L'attacco a Pearl Harbor è stato uno degli eventi cruciali della Seconda Guerra Mondiale.

È l’evento che ha segnato l’ingresso degli Stati Uniti nella seconda guerra mondiale. Il 7 dicembre 1941, alle prime luci dell’alba, una flotta di portaerei della Marina imperiale giapponese attaccarono la United States Pacific Fleet e le installazioni militari statunitensi situate a Pearl Harbor – sull’isola di Oahu, nell’arcipelago delle Hawaii – in quello che è entrato nella storia come Attacco a Pearl Harbor. Gli eventi di quel giorno sono stati raccontati in parte in Pearl Harbor, film uscito nelle sale nel 2001, diretta da Michael Bay e con protagonisti Ben Affleck, Josh Hartnett e Kate Beckinsale. Il film ha ottenuto un grande successo commerciale conquistando 450 milioni di dollari in tutto il mondo e ottenendo quattro nomination agli Oscar 2002 trionfando nella categoria Miglior montaggio sonoro.

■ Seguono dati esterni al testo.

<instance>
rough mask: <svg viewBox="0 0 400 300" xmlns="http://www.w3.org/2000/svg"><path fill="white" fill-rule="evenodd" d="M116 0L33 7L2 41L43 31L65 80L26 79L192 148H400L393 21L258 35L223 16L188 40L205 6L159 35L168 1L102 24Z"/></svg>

La vera storia di Pearl Harbor

Pearl Harbor; cinematographe.it

Nelle prime ore del 2 dicembre 1941 venne intercettato un messaggio che indicava il giorno preciso dell’attacco giapponese alla flotta americane nel Pacifico, ovvero il 7 dicembre 1941. L’attacco fu concepito e guidato dall’ammiraglio Isoroku Yamamoto – il quale si trovava nella baia di Hiroshima a bordo della nave da battaglia Nagato – con lo scopo di distruggere la flotta statunitense del Pacifico. Nei sette giorni che precedettero l’attacco, il capitano di vascello C. McMoriss ed il comandante V. Murphy rassicurarono Husband Kimmel – l’ammiraglio della flotta situata a Pearl Harbor – che un attacco giapponese alle Hawaii era improbabile, nonostante i messaggi intercettati dalla Marina dicessero l’esatto opposto.

Quando intercettarono il messaggio giapponese che dava l’ordine di attaccare, lo trasmisero al generale G. Marshall. Quest’ultimo, per comunicarlo a Pearl Harbor, si servì alquanto inspiegabilmente della comunicazione più lenta, ovvero la R.C.A., senza nemmeno porre sul telegramma il timbro della precedenza. Il messaggio, infatti, arrivò dopo l’attacco. Alle 7:52 del 7 dicembre, la flotta di portaerei della Marina imperiale giapponese iniziò ufficialmente l’attacco a Pearl Harbor, che provocò la morte di 2476 uomini. Tutta la flotta americana nel Pacifico venne spazzata via con ferocia e piuttosto facilmente. L’attacco venne battezzato dal presidente Roosevelt come “il giorno dell’infamia“, il giorno in cui l’intera America fu deliberatamente attaccata.